What’s iconic about your company, your software, your offering?

23 May 2018

Lisbon, top tourist destination

by Vincent Ehrström

There are very few cities in the world that attract loads of tourists without an iconic sight or monument to represent them in the mind and imagination of travelers (customers). 

I was with my wife a couple of weeks ago in Lisbon, a striving capital but arguably not quite (yet) in the Premier League of world’s tourist destinations.

Whilst walking up a street, we noticed a long line of people queuing up on the sidewalk. “What are they waiting for?” we wondered. Then an old “vintage” Lisbon tram arrived, totally packed with tourists. We then realized the line was a crowd waiting at a tram stop. Only a few from the queue managed to hop in. Given the length of the line, it’s fair to guess the wait time was about an hour.

Iconic Tram Rides

 

Why would so many people waste so much of that sparse holiday weekend time to ride an old, noisy, uncomfortable vehicle when few other options were at hand?Answer is simple: Lisbon trams are iconic of the city. Tourists not only wanted to see them but wanted to get on one, probably snap a selfie in it, etc. 

An old tram in Lisbon on a busy long weekend is hardly an efficient means of getting from A to B nor an experience a Cartesian person would qualify as “great”. But that’s not what the tourist wants and pays (an expensive ticket) for. He/she wants something to remember which can be told by sharing a photo, making them look good and successful, which people around them can understand and relate to.

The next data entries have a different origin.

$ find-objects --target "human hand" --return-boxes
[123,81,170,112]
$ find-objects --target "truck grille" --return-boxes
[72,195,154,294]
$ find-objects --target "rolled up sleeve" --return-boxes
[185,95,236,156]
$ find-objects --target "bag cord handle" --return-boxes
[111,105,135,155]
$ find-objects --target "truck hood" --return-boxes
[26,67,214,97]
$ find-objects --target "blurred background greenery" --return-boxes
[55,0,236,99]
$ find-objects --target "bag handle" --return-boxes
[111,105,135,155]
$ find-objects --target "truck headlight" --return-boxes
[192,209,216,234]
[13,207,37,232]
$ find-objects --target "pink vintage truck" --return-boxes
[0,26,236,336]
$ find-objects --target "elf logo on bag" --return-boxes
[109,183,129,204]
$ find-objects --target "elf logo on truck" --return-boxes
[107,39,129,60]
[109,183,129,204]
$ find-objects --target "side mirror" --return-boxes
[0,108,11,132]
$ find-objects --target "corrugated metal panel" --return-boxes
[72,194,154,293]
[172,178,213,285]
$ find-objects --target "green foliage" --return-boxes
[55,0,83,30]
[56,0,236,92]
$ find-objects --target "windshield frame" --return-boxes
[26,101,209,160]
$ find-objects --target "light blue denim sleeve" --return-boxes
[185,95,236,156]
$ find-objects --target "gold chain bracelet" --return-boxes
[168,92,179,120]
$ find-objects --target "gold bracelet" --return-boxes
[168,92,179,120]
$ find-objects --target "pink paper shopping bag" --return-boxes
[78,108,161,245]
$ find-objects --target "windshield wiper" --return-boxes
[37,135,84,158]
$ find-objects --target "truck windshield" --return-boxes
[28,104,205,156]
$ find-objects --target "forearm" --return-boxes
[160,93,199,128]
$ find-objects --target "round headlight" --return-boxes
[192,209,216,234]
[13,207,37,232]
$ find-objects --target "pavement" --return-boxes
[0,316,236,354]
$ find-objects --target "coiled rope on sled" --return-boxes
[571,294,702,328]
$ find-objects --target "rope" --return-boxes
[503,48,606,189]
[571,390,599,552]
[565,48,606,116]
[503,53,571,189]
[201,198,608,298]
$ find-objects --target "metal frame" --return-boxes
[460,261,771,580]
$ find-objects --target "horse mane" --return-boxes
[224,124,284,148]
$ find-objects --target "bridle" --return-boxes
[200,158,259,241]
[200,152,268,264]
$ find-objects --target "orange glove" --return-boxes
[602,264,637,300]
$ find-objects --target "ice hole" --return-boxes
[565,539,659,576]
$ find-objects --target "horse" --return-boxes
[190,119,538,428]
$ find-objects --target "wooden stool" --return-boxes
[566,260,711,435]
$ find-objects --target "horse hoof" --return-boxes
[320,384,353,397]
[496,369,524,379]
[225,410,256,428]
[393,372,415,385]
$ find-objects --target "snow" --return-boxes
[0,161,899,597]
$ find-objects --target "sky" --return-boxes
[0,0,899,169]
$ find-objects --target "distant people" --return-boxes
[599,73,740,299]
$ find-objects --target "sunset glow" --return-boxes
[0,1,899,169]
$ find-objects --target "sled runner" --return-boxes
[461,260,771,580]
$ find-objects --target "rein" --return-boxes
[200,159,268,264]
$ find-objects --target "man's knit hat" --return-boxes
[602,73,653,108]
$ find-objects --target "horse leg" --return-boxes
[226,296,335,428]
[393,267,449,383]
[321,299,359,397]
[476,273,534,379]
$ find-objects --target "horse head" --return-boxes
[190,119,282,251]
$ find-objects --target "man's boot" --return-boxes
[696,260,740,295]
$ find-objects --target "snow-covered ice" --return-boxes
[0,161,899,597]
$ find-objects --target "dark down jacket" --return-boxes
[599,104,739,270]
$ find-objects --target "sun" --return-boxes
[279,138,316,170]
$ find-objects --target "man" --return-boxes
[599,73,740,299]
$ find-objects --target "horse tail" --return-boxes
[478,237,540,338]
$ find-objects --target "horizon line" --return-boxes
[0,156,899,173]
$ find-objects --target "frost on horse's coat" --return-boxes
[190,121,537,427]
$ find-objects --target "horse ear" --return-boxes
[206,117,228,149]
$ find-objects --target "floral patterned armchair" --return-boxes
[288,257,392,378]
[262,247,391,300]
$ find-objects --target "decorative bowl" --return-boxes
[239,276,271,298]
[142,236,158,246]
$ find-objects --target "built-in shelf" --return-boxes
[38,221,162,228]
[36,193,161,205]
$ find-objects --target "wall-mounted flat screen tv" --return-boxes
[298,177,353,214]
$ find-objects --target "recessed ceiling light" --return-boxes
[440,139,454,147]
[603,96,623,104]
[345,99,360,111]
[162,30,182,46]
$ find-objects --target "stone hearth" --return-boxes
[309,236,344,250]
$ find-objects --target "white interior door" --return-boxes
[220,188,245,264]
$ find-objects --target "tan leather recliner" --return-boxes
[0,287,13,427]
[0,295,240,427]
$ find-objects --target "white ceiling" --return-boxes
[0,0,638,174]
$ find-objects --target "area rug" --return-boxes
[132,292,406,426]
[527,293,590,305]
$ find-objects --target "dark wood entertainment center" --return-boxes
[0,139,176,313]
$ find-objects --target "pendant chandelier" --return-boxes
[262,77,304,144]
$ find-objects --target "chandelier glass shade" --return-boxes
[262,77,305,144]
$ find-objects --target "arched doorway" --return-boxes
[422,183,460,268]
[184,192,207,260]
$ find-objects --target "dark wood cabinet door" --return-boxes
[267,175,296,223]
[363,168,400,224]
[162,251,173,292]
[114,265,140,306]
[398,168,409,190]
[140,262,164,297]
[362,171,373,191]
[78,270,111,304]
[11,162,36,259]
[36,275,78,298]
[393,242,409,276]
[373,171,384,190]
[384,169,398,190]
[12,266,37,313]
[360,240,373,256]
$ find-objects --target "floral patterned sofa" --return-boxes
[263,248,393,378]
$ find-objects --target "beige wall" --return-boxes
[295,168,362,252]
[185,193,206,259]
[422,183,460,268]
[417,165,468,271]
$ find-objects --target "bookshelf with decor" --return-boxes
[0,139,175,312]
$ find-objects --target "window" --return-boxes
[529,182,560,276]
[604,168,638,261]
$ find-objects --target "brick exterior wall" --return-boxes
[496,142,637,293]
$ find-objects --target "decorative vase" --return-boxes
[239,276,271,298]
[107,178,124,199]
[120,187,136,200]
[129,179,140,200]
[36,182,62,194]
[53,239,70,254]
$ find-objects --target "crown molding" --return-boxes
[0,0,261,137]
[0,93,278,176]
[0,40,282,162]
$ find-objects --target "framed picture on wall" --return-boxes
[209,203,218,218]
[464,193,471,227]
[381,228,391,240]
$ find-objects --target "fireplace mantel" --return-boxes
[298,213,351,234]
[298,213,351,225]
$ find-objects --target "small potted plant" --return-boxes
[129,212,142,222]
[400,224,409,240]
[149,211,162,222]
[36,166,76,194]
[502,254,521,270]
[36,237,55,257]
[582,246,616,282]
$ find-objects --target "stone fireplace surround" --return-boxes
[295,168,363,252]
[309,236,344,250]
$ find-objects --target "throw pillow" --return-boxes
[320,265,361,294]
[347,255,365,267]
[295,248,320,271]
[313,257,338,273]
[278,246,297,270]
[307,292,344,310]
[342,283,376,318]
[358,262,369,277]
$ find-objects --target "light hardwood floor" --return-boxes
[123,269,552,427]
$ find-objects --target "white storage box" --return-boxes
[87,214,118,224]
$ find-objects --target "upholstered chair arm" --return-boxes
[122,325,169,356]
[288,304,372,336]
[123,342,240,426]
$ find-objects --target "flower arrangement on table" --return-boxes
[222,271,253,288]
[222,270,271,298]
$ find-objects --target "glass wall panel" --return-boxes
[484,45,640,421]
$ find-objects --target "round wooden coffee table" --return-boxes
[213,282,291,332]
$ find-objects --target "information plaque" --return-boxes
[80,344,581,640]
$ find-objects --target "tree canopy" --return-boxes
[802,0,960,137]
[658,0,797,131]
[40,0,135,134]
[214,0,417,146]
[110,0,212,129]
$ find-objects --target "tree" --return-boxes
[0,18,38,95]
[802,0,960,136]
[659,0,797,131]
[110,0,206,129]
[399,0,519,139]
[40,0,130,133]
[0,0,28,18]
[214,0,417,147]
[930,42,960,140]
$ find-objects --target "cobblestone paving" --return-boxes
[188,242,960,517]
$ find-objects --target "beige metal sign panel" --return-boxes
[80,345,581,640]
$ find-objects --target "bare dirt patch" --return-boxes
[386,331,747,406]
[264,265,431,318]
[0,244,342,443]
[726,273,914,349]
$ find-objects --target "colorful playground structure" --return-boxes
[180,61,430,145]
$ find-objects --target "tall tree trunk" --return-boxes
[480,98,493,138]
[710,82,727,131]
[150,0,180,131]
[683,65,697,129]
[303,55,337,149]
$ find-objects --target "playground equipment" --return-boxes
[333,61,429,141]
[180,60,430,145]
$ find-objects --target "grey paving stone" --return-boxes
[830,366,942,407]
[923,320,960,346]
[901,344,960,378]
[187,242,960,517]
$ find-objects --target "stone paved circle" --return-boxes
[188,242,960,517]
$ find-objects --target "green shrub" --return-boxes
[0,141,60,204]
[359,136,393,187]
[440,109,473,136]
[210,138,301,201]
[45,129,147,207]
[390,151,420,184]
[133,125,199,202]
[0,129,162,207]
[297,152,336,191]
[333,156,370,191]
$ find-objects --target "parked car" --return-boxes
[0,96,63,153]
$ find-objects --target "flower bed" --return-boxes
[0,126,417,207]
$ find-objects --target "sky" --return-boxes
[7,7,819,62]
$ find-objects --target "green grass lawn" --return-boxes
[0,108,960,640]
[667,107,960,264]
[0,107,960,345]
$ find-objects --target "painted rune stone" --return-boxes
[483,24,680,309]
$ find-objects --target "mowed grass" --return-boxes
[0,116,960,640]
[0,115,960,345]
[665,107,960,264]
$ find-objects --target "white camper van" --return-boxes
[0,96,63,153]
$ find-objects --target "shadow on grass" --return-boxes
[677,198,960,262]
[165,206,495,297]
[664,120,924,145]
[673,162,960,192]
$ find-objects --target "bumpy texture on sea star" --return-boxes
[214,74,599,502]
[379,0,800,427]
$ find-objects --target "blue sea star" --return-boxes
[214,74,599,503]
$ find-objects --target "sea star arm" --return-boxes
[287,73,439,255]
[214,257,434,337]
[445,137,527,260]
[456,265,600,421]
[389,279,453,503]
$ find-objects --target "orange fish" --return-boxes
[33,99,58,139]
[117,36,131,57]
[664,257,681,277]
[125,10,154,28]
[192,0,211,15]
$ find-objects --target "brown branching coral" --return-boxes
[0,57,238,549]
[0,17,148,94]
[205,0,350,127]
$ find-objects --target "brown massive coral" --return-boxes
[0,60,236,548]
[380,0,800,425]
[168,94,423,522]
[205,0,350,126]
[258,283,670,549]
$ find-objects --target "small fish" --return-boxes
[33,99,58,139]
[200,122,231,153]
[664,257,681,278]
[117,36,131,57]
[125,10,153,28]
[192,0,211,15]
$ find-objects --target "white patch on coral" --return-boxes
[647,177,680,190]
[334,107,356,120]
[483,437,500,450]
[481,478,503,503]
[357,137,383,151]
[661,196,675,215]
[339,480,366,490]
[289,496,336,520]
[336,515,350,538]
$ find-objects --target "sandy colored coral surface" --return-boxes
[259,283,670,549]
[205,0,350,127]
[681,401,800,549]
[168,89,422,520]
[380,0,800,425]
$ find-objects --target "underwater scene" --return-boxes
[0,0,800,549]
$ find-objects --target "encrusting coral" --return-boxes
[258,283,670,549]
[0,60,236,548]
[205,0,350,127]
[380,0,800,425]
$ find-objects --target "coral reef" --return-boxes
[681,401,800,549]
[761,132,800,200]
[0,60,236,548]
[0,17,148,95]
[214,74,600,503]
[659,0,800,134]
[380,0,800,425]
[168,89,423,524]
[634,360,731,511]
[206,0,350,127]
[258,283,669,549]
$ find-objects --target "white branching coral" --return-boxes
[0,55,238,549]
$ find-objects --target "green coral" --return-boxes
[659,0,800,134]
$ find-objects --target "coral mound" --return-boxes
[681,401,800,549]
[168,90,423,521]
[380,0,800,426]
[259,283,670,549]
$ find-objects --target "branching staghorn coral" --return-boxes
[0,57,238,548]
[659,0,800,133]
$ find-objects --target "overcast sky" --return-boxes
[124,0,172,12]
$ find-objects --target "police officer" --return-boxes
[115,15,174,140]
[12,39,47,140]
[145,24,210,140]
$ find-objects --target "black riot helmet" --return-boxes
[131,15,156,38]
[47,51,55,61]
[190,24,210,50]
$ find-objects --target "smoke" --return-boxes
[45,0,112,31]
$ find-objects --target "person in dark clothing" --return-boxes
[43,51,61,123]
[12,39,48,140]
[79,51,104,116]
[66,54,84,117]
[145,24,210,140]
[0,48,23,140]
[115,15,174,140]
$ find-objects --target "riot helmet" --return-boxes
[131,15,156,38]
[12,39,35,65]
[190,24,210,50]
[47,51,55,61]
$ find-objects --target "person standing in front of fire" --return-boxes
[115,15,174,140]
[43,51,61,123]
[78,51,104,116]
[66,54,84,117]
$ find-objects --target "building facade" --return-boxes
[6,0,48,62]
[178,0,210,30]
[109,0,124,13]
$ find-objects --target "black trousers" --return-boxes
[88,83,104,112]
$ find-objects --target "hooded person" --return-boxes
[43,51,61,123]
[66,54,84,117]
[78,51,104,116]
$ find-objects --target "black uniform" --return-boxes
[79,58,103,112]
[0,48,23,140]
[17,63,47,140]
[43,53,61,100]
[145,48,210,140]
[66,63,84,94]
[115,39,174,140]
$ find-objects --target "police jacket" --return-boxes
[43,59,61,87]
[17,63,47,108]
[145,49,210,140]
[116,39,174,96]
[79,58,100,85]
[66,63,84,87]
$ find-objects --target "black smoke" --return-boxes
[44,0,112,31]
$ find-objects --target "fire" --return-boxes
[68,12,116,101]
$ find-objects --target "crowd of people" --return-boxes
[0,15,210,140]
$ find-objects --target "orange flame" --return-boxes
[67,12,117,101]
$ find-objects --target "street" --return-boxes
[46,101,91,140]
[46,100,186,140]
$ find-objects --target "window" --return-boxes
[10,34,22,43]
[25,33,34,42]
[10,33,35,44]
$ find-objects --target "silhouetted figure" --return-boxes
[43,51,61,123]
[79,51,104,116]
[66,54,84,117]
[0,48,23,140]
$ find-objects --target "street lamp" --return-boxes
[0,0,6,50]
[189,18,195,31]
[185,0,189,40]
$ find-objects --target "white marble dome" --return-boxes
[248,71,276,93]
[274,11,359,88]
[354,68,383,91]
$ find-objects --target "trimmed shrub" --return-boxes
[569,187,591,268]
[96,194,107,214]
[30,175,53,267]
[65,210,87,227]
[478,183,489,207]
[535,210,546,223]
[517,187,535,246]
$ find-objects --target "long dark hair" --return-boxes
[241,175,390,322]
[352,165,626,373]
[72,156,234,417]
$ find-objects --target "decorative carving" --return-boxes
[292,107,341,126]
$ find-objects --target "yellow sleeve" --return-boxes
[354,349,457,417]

It blew me away but that’s not the point. The point is that whether you (and I) like it or not, if you, as a vendor, want to appeal to a broad market, you’d better learn from social changes such as can be observed on the global tourism market.

How do you, as a software vendor, work on your company narrative, your product offering to make it:

  • easy to understand?
  • easy to identify without possible confusion with your competition?
  • easy for your customers to tell others and make them look good or smart?

How much effort do you put into building your customer community, which will make them happy to participate and tell others about you?

Sure it took much more for the city of Lisbon to become a (very) popular destination. There are plenty of great and fun things to do in Lisbon beyond waiting in a queue for an old tram.

Likewise, don’t worry that all the great stuff your software does is useless. The point is:

Don’t take for granted that technical superiority, plus a long list of features, combined with the ability to get in front of buyers, will make your company successful in years to come.

The ability to engage with your customers is critical

Your ability to engage with your customers – present and future – via simple, understandable and yes, even iconic means, is essential in today’s world.

Whether you think that’s a good thing or not is irrelevant.

The good news: when you think it’s time to sell your business, you’ll be glad you worked on it ahead of time. What helps you sell to customers will also be helpful when selling to potential acquirers.